Changes through the Years
Technological advancements have changed the face of racing over time. When horseracing first began, it obviously lacked the modern electric starting gates and other advanced features that spectators are now used to seeing. Many methods have been used over the years to signal the start of a race, including a person designated as the “starter” standing alongside the horses and jockeys who dropped a starting flag. Simple rope or wooden barriers were used to enclose the horses. In the late 1800s, an Australian named Alexander Gray invented an automated starting system that utilized a wire at the height of the horses’ heads that, when tripped, would cause the barrier to spring up. This innovation eventually led to the electric starting gates, though it wasn’t until the 1960s that starting stalls were first widely used around the world.

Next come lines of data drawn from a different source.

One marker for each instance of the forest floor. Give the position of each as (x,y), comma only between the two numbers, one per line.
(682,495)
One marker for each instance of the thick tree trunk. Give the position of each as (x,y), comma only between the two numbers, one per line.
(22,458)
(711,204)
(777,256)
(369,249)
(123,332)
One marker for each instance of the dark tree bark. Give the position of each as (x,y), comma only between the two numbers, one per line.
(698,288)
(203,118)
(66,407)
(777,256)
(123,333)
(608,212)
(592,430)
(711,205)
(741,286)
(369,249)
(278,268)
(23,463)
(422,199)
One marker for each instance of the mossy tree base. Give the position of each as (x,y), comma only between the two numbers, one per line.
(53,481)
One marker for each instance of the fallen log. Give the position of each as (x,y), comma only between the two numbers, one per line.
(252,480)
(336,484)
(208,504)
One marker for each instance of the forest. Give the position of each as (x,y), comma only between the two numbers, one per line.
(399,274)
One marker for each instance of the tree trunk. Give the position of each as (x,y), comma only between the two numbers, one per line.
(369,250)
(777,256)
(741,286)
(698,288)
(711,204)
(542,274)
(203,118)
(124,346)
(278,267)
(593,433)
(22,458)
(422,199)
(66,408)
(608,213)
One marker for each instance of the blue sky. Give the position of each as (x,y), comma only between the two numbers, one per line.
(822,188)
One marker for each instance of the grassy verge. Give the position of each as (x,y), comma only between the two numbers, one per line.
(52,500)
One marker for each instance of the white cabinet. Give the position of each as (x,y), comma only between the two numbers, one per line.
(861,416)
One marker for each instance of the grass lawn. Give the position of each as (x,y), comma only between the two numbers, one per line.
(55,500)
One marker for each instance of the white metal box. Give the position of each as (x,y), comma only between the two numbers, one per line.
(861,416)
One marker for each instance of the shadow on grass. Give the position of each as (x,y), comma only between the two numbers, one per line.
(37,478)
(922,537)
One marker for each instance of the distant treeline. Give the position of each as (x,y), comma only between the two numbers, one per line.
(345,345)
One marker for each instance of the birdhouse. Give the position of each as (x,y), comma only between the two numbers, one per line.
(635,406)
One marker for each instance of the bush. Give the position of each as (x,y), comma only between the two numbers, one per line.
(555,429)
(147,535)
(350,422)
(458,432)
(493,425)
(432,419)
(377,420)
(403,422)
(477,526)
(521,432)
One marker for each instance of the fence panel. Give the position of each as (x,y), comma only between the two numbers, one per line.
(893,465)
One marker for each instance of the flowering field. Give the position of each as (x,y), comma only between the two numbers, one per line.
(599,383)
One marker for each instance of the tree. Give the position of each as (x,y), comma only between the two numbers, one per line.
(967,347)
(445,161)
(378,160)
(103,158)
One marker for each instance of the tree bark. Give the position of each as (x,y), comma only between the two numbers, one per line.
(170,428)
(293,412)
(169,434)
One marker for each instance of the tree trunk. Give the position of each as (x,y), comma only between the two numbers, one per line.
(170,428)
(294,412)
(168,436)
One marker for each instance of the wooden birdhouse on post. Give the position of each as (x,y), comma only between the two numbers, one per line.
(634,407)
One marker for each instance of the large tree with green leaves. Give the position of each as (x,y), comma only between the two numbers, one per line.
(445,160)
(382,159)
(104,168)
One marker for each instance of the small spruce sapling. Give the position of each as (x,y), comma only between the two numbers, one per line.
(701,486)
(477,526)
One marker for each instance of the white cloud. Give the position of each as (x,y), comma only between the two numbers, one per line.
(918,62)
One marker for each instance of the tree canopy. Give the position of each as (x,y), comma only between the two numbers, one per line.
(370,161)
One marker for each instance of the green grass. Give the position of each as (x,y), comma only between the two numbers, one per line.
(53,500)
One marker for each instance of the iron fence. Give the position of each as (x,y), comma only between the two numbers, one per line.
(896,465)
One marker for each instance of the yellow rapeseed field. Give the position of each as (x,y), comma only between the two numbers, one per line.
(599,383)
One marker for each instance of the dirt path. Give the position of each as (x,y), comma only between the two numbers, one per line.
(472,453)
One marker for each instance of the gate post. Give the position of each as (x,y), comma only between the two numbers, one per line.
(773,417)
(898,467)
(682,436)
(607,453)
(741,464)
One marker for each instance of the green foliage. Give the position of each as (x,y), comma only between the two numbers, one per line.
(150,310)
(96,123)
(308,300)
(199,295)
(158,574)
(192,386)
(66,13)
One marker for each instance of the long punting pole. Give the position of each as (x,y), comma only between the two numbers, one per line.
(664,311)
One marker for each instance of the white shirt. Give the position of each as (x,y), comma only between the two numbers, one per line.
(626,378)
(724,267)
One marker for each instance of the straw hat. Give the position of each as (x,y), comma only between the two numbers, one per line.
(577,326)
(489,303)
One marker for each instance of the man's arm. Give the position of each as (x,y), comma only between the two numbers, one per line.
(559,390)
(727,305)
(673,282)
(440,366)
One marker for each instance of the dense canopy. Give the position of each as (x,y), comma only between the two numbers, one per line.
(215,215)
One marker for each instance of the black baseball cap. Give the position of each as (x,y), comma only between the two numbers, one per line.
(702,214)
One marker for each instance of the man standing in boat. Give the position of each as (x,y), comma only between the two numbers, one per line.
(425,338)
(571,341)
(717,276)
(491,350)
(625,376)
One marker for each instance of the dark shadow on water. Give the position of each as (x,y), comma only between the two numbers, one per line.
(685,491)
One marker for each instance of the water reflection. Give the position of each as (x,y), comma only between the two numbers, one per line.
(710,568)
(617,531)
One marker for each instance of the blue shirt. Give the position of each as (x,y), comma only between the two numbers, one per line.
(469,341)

Horses themselves have also been transformed through the years. While the Arabians used in endurance races a thousand years ago weighed in around 500 to 600 pounds, today’s Thoroughbreds typically weigh twice as much. Modern racehorses are prized athletes and are treated as such by proud owners, trainers, and grooms who ensure they are fed the proper diet, exercised appropriately, and that their every medical need is taken care of. They never have farm work duty, as the early American Quarter Horses did! Horses of all types in earlier times were often needed for a wide range of tasks such as transportation and even battle, and they were not seen as the valuable investments they are now.
Betting on Horseracing
And why are racehorses such good investments? It is estimated that over $100 billion in bets are placed at racetracks every year. Though the most substantial amounts are wagered at the three races that comprise the Triple Crown (the Kentucky Derby, Preakness Stakes, and Belmont Stakes), there are millions of dollars in wagers being made at less famous tracks across the United States.
What began as simple wagers between owners, betting on horse races has evolved into a vast and very rewarding industry. Spectators can place their bets in a variety of ways and places, as well. Whether at the track where the race is being run, at other tracks that are simulcasting races and other off-track betting locations, or even from their own laptop computers, betting on racing has never been easier. As we examined in an earlier post here on the blog, owning a racehorse, or just getting lucky with a well-placed bet can be tremendously profitable!